SpecificationCurve

SpecificationCurve(
    self,
    df,
    y_endog=None,
    x_exog=None,
    controls=None,
    exclu_grps=[[None]],
    cat_expand=[],
    always_include=None,
    formula=None,
)

Specification curve object. Uses a model to perform all variants of a specification. Stores the results of those regressions in a tidy format pandas dataframe. Plots the regressions in chart that can optionally be saved. Will iterate over multiple inputs for exog. and endog. variables. Note that categorical variables that are expanded cannot be mutually excluded from other categorical variables that are expanded.

The class can be initialized in two mutually exclusive ways: 1. Using a formula string (e.g., “y ~ x1 + x2”) 2. Using separate y_endog, x_exog, controls, and always_include parameters

Parameters

Name Type Description Default
df pd.DataFrame Input DataFrame required
formula str R-style formula string (e.g., “y ~ x1 + x2”) None
y_endog Union[str, List[str]] Dependent variable(s) None
x_exog Union[str, List[str]] Independent variable(s) None
controls List[str] Control variables None
exclu_grps Union[List[List[None]], List[str], str, List[List[str]]] Groups of variables to exclude.
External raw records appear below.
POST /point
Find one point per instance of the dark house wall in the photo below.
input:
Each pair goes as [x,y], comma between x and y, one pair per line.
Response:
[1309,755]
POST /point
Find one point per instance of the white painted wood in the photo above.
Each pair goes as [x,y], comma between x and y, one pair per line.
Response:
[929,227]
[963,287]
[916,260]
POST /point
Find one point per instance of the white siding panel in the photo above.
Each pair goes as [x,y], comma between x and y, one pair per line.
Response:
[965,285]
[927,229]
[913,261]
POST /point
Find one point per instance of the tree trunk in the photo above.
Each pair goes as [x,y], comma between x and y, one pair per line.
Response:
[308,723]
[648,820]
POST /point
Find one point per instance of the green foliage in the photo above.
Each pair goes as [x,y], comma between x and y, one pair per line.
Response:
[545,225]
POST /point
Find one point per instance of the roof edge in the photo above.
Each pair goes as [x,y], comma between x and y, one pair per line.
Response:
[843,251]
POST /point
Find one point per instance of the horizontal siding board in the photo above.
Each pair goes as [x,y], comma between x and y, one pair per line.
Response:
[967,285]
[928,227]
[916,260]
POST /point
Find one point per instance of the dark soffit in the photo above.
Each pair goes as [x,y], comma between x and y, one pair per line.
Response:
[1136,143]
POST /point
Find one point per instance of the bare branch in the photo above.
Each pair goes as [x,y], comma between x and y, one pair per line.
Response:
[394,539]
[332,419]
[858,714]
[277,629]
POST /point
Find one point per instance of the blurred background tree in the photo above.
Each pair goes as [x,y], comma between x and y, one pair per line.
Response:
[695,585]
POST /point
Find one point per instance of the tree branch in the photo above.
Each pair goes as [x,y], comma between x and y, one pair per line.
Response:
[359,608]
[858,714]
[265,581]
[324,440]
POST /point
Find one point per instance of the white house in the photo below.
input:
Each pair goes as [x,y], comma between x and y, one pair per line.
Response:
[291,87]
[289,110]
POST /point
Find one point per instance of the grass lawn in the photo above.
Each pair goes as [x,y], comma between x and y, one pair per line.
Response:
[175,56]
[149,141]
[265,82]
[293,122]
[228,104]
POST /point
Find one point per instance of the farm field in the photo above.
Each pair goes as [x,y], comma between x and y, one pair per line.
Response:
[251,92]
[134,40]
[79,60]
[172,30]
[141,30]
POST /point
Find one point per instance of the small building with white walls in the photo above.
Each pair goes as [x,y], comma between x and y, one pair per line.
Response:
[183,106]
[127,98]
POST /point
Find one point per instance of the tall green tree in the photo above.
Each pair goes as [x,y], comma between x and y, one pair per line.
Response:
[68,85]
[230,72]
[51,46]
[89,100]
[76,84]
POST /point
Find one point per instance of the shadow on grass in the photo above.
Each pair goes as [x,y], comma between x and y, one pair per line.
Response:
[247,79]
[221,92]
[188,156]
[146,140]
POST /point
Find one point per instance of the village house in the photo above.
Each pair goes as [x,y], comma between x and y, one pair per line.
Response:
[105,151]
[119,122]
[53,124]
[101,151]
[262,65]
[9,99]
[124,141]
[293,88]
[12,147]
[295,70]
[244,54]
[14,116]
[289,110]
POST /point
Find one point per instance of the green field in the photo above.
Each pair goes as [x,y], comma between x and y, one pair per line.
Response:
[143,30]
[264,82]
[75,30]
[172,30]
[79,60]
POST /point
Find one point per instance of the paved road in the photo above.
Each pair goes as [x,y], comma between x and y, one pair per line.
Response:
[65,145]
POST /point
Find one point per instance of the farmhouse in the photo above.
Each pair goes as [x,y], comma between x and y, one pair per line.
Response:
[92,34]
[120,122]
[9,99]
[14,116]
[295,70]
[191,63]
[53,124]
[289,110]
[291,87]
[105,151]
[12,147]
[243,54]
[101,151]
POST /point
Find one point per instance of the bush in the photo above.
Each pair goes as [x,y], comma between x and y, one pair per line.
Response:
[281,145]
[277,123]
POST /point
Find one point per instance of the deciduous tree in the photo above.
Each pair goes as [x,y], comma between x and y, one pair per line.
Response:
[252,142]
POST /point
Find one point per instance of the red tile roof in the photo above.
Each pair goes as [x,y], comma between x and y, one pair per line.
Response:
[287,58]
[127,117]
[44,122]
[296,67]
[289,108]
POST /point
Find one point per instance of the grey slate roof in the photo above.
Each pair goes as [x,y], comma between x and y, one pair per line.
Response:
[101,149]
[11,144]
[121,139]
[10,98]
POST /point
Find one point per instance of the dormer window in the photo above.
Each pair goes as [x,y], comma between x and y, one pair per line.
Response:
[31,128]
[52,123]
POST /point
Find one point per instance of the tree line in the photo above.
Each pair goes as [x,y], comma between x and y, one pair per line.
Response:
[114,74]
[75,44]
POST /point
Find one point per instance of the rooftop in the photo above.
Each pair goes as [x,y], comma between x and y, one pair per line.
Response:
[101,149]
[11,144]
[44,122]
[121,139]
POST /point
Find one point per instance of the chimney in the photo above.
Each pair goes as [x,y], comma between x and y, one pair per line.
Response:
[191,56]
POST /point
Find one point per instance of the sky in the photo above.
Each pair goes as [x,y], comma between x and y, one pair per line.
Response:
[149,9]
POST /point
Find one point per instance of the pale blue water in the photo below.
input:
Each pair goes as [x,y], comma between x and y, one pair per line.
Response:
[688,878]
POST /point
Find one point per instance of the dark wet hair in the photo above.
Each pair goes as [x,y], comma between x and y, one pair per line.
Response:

Defaults to [[None]] [[None]]
cat_expand Union[str, List[None], List[str], List[List[str]]] Categorical variables to expand. Defaults to [] []
always_include Union[str, List[str]] Variables to always include None

Raises

Name Type Description
ValueError If neither formula nor (y_endog, x_exog, controls) are provided
ValueError If both formula and (y_endog, x_exog, controls) are provided

Methods

Name Description
fit Fits a specification curve by performing regressions.
fit_null Refits all of the specifications under the null of \(y_{i(k)}^* = y_{i(k)} - b_k*x_{i(k)}\)
plot Makes plot of fitted specification curve. Optionally returns figure and axes for onward adjustment.

fit

SpecificationCurve.fit(estimator=sm.OLS)

Fits a specification curve by performing regressions.

Parameters

Name Type Description Default
estimator statsmodels.regression.linear_model or statsmodels.discrete.discrete_model statsmodels estimator. Defaults to sm.OLS. sm.OLS

fit_null

SpecificationCurve.fit_null(n_boot=30, f_sample=0.1)

Refits all of the specifications under the null of \(y_{i(k)}^* = y_{i(k)} - b_k*x_{i(k)}\) where i is over rows and k is over specifications and i is a function of k as y and x rows can change depending on the k when there are multiple y_endog and multiple x_exog. Each bootstrap sees a fraction of rows f_sample taken and then a new specification curve fit under the null. Then summary statistics are created by specification, and statistical tests.

Parameters

Name Type Description Default
n_boot int Number of bootstraps. Defaults to 30. 30
f_sample float Fraction of rows to sample in each bootstrap. Defaults to 0.1. 0.1

Raises

Name Type Description
ValueError If .fit() has not been run first.

Returns

Name Type Description
None None Results saved in self.null_stats_summary.

plot

SpecificationCurve.plot(
    save_path=None,
    pretty_plots=True,
    preferred_spec=[],
    show_null_curve=False,
    return_fig=False,
    **kwargs,
)

Makes plot of fitted specification curve. Optionally returns figure and axes for onward adjustment.

Parameters

Name Type Description Default
save_path string or path Exported fig filename. Defaults to None. None
pretty_plots bool Whether to use this package’s figure formatting. Defaults to True. True
preferred_spec list Preferred specification. Defaults to []. []
show_null_curve bool Whether to include the curve under the null. Defaults to False. False
pretty_plots bool Whether to use this package’s figure formatting. Defaults to False. True
return_fig bool Whether to return the figure and axes objects. Defaults to False. False
**kwargs dict Additional arguments passed to .fit_null() when show_null_curve is True. Parameters: n_boot (int): Number of bootstrap iterations for null curve calculation. eg the argument would be **{"n_boot": 5}. f_sample (float): Fraction of rows to sample in each bootstrap. Defaults to 0.1. {}

Returns

Name Type Description
Union[None, tuple[mpl.figure.Figure, List[mpl.axes._axes.Axes]]] Union[None, tuple[mpl.figure.Figure, List[mpl.axes._axes.Axes]]]: None or the fig and axes with chart on.

Raises

Name Type Description
ValueError If .plot() is called before .fit() - the fit must be run first.